Mummy Buzz

Aug
03
2011

J K Rowling's Family History of Single Mums

Who Do You Think You Are, JK?

While taking part in the BBC genealogy series Who Do You Think You Are?, JK Rowling, author of the mega famous Harry Potter books, discovered she comes from a long line of single mums.

It was only during the research for the program, which uncovers the family tree of celebrities, that Rowling learned that her great-grandmother, Lizzie, her great-great-grandmother, Salomé, and her great-great-great-grandmother, Christine were all single mothers. Her maternal grandmother, Louisa, was also supposedly born out of wedlock.

Although she's said to be worth half a billion pounds, Rowling famously wrote the first Potter book in the midst of divorce proceedings. She was living on welfare in a cold Edinburgh flat with her baby daughter -- an experience that, perhaps not surprisingly, left her clinically depressed.

"Between 1993 and 1997," said Rowling, "I did the job of two parents, qualified and then worked as a secondary school teacher, wrote one and a half novels and did the planning for a further five. For a while, I was clinically depressed.

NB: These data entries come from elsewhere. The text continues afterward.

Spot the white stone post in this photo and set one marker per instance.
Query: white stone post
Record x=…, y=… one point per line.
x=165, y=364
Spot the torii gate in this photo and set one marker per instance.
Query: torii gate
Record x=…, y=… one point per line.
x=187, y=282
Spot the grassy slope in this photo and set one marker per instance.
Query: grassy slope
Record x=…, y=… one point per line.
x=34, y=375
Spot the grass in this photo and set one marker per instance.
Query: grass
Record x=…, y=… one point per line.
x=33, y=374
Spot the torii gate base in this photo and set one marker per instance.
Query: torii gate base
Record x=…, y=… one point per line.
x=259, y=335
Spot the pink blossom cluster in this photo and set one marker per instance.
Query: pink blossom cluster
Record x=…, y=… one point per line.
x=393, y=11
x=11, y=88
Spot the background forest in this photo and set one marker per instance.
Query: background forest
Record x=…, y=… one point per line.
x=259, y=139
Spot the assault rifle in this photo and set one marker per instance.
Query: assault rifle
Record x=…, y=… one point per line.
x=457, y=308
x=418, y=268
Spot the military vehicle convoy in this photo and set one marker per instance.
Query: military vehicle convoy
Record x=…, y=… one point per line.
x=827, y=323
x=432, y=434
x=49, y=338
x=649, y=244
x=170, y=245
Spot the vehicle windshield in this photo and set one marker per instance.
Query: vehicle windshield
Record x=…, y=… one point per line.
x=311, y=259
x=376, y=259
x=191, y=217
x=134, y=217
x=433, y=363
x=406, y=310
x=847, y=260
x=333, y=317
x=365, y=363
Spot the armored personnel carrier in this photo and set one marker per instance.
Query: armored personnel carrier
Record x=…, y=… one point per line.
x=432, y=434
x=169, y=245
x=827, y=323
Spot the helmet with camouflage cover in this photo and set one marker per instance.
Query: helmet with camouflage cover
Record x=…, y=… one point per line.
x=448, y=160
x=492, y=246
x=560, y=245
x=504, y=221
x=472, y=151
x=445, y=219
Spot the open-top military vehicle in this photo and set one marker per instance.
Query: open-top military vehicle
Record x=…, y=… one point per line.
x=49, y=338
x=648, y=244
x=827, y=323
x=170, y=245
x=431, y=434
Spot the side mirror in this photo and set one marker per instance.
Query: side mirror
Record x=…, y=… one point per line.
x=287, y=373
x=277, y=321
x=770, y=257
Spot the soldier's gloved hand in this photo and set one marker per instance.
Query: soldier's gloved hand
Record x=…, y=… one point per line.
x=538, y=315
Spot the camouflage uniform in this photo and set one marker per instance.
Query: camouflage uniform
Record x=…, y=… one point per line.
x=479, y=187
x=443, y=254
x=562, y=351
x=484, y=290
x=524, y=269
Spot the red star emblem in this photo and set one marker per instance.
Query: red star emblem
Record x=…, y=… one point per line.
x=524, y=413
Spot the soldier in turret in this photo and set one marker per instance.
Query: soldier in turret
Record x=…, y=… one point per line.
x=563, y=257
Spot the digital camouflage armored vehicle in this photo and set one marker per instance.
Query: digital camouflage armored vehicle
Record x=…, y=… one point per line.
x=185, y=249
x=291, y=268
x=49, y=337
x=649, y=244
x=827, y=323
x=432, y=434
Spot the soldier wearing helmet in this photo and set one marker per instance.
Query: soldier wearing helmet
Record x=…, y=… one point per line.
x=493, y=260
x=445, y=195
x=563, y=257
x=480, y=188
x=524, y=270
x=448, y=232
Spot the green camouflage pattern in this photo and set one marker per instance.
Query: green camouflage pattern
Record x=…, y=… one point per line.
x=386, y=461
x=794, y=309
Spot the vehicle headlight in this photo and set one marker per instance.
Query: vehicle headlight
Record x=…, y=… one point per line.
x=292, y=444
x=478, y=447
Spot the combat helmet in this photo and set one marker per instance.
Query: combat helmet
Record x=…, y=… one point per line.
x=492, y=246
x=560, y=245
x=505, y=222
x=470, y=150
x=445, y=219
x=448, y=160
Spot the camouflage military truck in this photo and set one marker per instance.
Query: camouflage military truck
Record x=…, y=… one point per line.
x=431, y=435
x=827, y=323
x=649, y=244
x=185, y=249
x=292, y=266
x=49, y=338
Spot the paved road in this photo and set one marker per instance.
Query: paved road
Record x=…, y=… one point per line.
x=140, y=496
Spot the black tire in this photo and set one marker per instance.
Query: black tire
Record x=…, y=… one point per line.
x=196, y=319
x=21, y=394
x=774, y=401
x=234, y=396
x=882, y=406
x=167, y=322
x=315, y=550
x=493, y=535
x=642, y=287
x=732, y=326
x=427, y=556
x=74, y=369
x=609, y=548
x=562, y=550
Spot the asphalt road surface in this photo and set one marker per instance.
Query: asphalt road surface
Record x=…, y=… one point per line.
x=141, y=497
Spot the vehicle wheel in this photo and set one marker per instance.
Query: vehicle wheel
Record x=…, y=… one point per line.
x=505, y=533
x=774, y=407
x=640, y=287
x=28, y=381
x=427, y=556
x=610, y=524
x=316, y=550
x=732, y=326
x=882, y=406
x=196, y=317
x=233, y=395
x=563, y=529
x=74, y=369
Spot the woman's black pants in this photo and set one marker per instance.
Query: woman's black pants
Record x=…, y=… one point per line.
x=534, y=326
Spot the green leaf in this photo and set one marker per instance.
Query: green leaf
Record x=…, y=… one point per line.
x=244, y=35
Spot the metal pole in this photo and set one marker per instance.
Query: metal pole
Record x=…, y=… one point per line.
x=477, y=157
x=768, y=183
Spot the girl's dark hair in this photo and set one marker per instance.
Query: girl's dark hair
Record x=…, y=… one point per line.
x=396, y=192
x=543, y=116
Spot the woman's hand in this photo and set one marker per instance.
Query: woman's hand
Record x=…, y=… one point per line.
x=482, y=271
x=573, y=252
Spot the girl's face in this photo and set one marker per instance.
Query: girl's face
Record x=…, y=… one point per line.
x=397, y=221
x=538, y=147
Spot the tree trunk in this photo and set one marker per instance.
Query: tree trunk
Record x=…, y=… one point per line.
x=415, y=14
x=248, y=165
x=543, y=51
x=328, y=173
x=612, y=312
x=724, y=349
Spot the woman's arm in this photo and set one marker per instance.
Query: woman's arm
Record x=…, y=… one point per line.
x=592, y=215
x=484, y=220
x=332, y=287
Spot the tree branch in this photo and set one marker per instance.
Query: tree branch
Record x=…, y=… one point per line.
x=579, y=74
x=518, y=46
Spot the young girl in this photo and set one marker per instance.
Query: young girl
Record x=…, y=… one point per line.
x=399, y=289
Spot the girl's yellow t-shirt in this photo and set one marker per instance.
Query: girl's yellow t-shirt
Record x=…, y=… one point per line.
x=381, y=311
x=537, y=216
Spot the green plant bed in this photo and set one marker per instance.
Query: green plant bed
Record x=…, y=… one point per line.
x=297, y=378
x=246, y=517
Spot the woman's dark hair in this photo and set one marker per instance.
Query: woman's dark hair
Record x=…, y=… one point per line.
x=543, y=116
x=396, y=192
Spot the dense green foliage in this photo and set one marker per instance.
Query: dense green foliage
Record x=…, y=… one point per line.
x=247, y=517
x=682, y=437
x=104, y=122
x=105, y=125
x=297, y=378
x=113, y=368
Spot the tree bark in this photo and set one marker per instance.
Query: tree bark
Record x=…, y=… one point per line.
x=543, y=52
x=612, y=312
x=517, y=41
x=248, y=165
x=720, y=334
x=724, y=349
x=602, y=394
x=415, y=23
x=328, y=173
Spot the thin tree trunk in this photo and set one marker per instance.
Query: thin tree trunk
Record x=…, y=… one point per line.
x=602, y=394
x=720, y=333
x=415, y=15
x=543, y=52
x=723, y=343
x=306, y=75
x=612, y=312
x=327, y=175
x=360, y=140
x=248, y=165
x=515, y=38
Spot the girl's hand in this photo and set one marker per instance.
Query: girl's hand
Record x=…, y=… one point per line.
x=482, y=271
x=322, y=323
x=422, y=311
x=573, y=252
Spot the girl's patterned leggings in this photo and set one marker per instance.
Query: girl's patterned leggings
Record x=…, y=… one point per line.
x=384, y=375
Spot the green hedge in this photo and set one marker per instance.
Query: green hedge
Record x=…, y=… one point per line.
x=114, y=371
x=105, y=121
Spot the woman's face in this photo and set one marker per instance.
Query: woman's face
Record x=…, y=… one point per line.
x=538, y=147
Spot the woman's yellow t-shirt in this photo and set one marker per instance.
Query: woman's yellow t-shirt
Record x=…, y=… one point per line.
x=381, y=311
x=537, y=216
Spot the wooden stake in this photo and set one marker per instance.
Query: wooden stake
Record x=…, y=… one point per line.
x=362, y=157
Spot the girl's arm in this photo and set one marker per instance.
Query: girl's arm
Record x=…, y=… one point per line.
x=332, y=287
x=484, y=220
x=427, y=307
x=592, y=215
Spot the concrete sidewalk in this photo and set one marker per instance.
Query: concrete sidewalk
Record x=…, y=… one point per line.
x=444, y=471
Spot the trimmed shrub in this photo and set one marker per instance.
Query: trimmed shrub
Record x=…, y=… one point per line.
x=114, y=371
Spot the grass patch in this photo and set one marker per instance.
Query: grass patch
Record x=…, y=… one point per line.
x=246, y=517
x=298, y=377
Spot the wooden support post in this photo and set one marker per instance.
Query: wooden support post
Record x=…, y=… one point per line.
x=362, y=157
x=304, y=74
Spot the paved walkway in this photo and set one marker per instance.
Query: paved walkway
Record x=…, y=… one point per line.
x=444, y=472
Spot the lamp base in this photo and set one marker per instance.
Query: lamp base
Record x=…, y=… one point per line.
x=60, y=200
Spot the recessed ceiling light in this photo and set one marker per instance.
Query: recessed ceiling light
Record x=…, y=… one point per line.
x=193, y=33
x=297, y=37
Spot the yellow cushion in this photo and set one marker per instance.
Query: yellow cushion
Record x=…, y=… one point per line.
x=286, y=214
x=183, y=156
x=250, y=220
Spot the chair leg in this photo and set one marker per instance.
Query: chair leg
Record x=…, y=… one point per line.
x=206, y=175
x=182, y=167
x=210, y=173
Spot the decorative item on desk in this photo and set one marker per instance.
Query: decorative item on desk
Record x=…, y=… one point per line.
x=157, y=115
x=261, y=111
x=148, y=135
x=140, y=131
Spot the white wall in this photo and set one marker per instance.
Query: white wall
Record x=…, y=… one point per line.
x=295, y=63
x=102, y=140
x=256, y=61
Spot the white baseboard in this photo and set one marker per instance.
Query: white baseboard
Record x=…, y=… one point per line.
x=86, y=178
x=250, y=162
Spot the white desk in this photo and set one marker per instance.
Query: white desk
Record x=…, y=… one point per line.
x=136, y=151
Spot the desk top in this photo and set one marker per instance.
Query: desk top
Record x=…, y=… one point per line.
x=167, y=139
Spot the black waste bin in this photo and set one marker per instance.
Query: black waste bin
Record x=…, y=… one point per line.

To be told, over and over again, that I was feckless, lazy — even immoral — did not help."

A teary Rowling, who married her second husband, Neil Murray, a doctor, in 2001, described taking part in the genealogy series as "humbling" and "strangely reassuring”.

Rowling has previously stated that being a single mother had made her a scourge of the previous Conservative government.

"Women like me... were, according to popular myth, a prime cause of social breakdown and in it for all we could get: free money, state-funded accommodation, an easy life."

Au contraire, Rowling is not only president of Gingerbread, a UK charity for single parents, she is a modern-day heroine worthy of her own fairy tale.